Daniel Paul O'Donnell wrote in part:
I've been playing with LaTex (actually MikTex) as a TEI2PDF
conversion method, and I have a question about unicode support for LaTex that members of this list might have a better handle on than the TUG group seems to. What is the best method of handling UTF-8 XML code in LaTeX2e? ... >>
I was quite distressed last fall when I opened the brand-new 4th edition of Kopka and Daly and found no entry in the index under Unicode. The even more recent second edition of _The Latex Companion_ is a little better (check the index under "UTF-8"; there's still no "Unicode" entry), but the situation is still pretty sketchy from what I understand. LaTeX & Unicode will in theory work with the characters in [inputenc] encodings (e.g., Latin 1 and Latin 2), and there's support for CKJ with the difficult-to-set-up [ucs] package, but it's not as easy nor complete as it seems like it should be after all these years - a constant refrain about fonts in general on the TeX lists, by the way.
Progress does seem to be being made, though; see e.g. the TUGboat EuroTeX 2003 Proceedings Table of Contents:
http://www.tug.org/TUGboat/Contents/contents24-3.html
You might also find parts of the 2005 Conference Preprints .pdf useful (4.6 MB; linked at:)
http://www.dante.de/dante/events/eurotex/
I'm far from an expert, but you might want to look into (and ask on the lists for) Aleph and Omega:
http://www.ntg.nl/mailman/listinfo/aleph
http://tug.org/mailman/listinfo/omega
If by chance you haven't tried it already, the newsgroup news:comp.text.tex might be worth approaching, or one of the archived search results at Google Groups:
http://groups-beta.google.com/
using the search string:
unicode xml group:comp.text.tex
might prove useful. The first result that comes up looks at first glance particularly promising.

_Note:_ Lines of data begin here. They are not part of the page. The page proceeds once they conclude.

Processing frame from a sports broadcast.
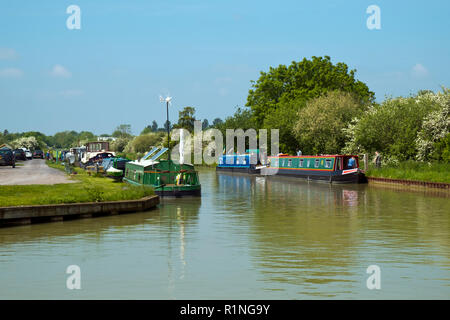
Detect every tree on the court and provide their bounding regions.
[344,89,439,161]
[246,56,374,127]
[176,107,195,132]
[202,119,209,130]
[213,118,223,128]
[11,136,41,150]
[151,120,158,132]
[111,138,130,152]
[416,88,450,162]
[294,91,364,154]
[131,132,165,153]
[141,126,152,135]
[112,124,132,138]
[161,120,172,132]
[53,130,78,148]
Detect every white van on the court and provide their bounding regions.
[21,148,33,160]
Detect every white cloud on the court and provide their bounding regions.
[0,48,19,60]
[411,63,429,78]
[0,68,23,78]
[50,64,72,78]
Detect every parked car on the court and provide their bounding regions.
[22,148,33,160]
[0,148,16,168]
[13,149,27,160]
[33,150,44,159]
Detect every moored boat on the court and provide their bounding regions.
[261,155,367,183]
[216,150,263,174]
[123,148,201,197]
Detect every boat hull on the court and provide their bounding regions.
[123,178,201,198]
[216,166,261,174]
[261,168,367,183]
[155,186,201,198]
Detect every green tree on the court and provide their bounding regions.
[202,119,209,130]
[152,120,158,132]
[246,56,374,127]
[176,107,195,132]
[344,93,439,161]
[213,118,223,128]
[294,91,364,154]
[141,126,152,135]
[416,88,450,161]
[131,132,165,153]
[112,124,132,138]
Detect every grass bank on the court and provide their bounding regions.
[0,162,154,207]
[366,161,450,183]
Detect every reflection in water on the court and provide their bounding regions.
[0,169,450,299]
[214,174,450,297]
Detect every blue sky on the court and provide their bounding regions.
[0,0,450,134]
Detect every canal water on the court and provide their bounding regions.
[0,169,450,299]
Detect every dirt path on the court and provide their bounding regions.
[0,159,76,185]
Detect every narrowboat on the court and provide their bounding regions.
[261,154,367,183]
[123,148,201,197]
[101,157,130,181]
[216,150,262,174]
[81,141,115,166]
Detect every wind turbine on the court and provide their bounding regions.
[159,96,172,162]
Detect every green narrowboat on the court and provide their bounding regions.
[261,154,367,183]
[123,148,201,197]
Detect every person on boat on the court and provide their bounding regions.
[373,151,381,168]
[347,157,356,169]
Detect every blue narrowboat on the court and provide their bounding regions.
[216,150,261,174]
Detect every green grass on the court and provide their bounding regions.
[366,161,450,183]
[0,163,154,207]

If you're not wedded to LaTeX2e, you might consider one of its cousins, the cutting-edge cross-platform implementation of TeX called ConTeXt:
http://contextgarden.net/Main_Page
See for the Unicode side:
http://contextgarden.net/Encodings_and_Regimes
and for the XML side:
ConTeXt also has a very active mailing list:
http://www.ntg.nl/mailman/listinfo/ntg-context
From what I've gathered from discussions on that mailing list, almost anything you can do in LaTeX you can also do in ConTeXt; often if if something is not currently possible, the developers will come up with a solution and incorporate it in the next minor update a month or two down the road. The user (and developer) base is much smaller than for LaTeX and there are no (!) books and the documentation is not always as helpful as one might want, but the recent founding of ConTeXt Garden has helped make the implementation a good deal more intelligible than it was, say, a year ago.
Alternatively, if switching to Mac OS X is an option, bleeding-edge (so-called by its main developer, Jonathon Kew) XeTeX:
http://scripts.sil.org/cms/scripts/page.php?site_id=nrsi&item_id=xetex
is platform-specific but allows you to use any fonts in the system without having to generate new files, name them in special & esoteric ways, and put them in the right place - the kind of thing that tends to drive new users of LaTeX back to WYSIWYG. Note also the link to the active XeTeX mailing list at the above page.
Sorry not to be of more specific help, but I hope these will provide some leads to those who can offer better assistance.
John